How do I know if I am depressed?
To diagnose psychological disorders, therapists use the Diagnostic and Statistical Manual (DSM). This manual describes the symptoms of a variety of disorders, including depression. According to the DSM, depression occurs when you suffer from at least one of the two core symptoms and at least five of the seven other symptoms for at least two weeks.
- a dejected mood (most of the day or all day)
- a decreased interest in almost all activities (most of the day or all day)
- eating problems or (as a result) weight fluctuations
- sleep problems
- flattened emotions or just irritation and restlessness
- fatigue or reduced energy
- feelings of worthlessness or guilt
- difficulty concentrating or indecisiveness
- suicidal thoughts
If your symptoms do not fully meet the description of depression, but some of these symptoms are present, then the diagnosis of ‘sub-clinical depression’ is often made. We then speak simply of ‘depressive symptoms’. If you are not sure whether you have depression or depressive symptoms, it is still (or perhaps most definitely) important to visit your doctor or a therapist. Early intervention helps to prevent the development of depression.
How does a therapist help?
A therapist will write a treatment plan based on your symptoms, your specific situation, and your wants and needs for the future. This treatment plan consists of conversations, in which cognitive behavioral therapy is used. In many cases, you will also be given very practical homework assignments. For example, you may be asked to keep a diary, do relaxation exercises, or undertake specific (social) activities.
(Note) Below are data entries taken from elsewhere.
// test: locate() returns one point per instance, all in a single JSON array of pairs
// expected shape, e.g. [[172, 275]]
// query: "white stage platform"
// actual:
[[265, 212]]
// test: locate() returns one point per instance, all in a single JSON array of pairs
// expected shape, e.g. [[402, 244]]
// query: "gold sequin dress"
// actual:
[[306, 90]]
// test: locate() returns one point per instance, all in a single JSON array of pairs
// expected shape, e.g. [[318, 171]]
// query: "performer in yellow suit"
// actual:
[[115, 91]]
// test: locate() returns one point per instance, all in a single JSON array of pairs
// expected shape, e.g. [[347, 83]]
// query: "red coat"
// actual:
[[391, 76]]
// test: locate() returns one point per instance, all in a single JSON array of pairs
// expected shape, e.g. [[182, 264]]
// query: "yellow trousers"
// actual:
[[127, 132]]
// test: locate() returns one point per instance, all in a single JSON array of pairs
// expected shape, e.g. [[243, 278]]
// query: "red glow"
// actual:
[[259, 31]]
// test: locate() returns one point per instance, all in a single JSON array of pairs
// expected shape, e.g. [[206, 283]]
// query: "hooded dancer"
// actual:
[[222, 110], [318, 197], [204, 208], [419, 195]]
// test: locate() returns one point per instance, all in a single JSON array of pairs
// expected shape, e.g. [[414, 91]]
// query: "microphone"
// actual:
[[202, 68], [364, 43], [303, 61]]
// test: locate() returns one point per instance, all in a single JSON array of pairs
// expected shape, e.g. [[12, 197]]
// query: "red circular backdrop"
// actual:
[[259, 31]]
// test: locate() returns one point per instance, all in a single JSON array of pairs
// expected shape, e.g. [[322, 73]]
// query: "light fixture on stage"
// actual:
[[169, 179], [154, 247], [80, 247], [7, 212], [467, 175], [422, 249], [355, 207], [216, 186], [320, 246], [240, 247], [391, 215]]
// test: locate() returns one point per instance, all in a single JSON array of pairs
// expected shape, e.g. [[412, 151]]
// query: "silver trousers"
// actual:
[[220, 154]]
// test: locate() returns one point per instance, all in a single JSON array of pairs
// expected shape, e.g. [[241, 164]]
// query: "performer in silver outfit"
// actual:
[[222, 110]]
If you feel comfortable with this, or if it is simply more practical, these conversations can easily take place online. Online therapy via Skype or FaceTime offers you the opportunity to talk to a therapist from the comfort of your home. It is, therefore, ideal if you prefer not to go to a practice, or if you live abroad, but want to follow therapy in your own language.
In many cases, eight to ten sessions are sufficient. If this is not the case, then a new approach can be chosen in consultation with the family doctor or another practitioner. For example, you may be referred to a psychiatrist, who may also prescribe medication.
What do I learn in therapy?
In cognitive behavioral therapy, you learn to influence your emotions through thoughts and behaviors. For this, it is necessary to learn to see yourself and your environment from a different perspective. Depression is often not so much related to external factors, but to the way you look at them and deal with them. One person can lose his or her job and apply for a new job the next day in good spirits, while another falls into a depression because of it. In therapy, you learn how to deal with these kinds of setbacks or other ‘triggers’, so that you can counteract depressive symptoms and prevent them altogether in the future.
Almost half of the people with depression or depressive symptoms recover within three months. In others it keeps coming back. We then speak of a recurring depression. By seeking psychological support, you keep as much control as possible over your symptoms and you increase the chance of dealing with them better or even recovering completely.